Suppose the budget allows only messages 4 through 8. A per-message truncator that doesn't know about tool pairs will:
- keep
[5](user) - keep
[6](tool_use t2) - keep
[7](tool_result t2) - keep
[8](assistant) - drop everything before
[4]
That's fine here. But move the budget down one and the trimmer drops [5] while keeping [6]/[7]/[8]. Now the assistant message containing tool_use t2 is the first message — providers reject this because there's no preceding user turn establishing context, or the trimmer drops [6] and keeps [7], which gets rejected because the tool_result has no preceding tool_use.

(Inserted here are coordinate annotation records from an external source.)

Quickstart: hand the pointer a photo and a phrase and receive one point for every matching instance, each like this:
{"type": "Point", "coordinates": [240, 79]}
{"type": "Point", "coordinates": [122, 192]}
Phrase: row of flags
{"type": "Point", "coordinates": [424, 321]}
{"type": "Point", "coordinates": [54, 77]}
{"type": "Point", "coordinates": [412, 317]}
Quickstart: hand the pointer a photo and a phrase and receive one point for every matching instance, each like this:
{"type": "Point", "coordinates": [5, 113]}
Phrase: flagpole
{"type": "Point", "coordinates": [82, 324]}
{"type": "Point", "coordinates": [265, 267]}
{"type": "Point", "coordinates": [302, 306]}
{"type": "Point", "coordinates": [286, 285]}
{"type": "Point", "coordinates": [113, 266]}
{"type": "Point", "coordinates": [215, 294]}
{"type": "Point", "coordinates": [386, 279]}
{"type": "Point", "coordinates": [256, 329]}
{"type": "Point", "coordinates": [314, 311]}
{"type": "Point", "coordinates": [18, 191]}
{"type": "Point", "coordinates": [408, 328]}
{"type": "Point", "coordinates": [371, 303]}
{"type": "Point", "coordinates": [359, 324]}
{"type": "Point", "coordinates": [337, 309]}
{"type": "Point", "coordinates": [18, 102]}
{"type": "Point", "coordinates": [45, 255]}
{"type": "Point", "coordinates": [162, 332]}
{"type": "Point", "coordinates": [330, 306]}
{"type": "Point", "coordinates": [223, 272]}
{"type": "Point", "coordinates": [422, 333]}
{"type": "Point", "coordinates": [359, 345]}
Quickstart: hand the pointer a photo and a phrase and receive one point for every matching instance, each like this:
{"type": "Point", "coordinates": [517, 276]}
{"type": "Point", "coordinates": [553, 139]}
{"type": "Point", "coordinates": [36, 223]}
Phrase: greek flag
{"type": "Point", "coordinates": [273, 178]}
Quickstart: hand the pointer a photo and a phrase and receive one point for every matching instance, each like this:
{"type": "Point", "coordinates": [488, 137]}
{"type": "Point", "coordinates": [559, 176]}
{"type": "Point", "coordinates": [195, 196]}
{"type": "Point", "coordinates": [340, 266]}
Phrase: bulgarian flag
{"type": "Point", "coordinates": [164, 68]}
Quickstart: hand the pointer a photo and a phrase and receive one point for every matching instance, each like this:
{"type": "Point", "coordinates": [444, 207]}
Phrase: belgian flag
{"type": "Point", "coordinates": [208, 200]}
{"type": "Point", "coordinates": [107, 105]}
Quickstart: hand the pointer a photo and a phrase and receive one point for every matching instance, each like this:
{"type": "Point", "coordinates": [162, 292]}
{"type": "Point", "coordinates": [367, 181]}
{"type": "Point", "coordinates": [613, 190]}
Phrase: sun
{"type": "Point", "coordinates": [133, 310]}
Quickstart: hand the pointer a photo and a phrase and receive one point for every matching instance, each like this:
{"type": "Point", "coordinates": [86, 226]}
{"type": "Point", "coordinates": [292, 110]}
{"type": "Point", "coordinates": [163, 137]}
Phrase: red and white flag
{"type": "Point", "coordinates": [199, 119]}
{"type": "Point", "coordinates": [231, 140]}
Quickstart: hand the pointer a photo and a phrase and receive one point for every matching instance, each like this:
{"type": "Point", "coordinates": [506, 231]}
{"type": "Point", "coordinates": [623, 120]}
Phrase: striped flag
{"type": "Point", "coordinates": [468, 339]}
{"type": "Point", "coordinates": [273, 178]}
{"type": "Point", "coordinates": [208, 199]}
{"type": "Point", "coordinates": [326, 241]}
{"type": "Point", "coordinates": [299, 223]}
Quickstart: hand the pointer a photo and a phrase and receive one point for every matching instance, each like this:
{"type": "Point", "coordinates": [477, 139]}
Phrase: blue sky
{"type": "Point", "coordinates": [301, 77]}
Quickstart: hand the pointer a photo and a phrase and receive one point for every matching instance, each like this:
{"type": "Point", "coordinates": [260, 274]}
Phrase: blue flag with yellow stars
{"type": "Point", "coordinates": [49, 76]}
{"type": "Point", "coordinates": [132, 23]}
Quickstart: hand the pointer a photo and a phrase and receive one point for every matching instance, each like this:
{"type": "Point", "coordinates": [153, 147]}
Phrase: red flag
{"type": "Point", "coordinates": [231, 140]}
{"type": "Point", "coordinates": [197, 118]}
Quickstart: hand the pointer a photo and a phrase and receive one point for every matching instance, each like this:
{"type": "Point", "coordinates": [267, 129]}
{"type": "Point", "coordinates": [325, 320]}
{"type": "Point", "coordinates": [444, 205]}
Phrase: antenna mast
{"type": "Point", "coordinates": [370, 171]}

convopack solves this by grouping [6] and [7] into a single atomic chunk (and any preceding setup) so eviction decisions happen at the chunk level. The invariant — validate_pairs(packed.kept) == [] — is property-tested across thousands of randomised histories.
Benchmarks¶
See bench/RESULTS.md for the v0.2.0 numbers. Headline: submillisecond on a 6-turn conversation, ~2 ms on a 645-turn worst case with the approx tokenizer, 100 % tool-pair correctness across every test case.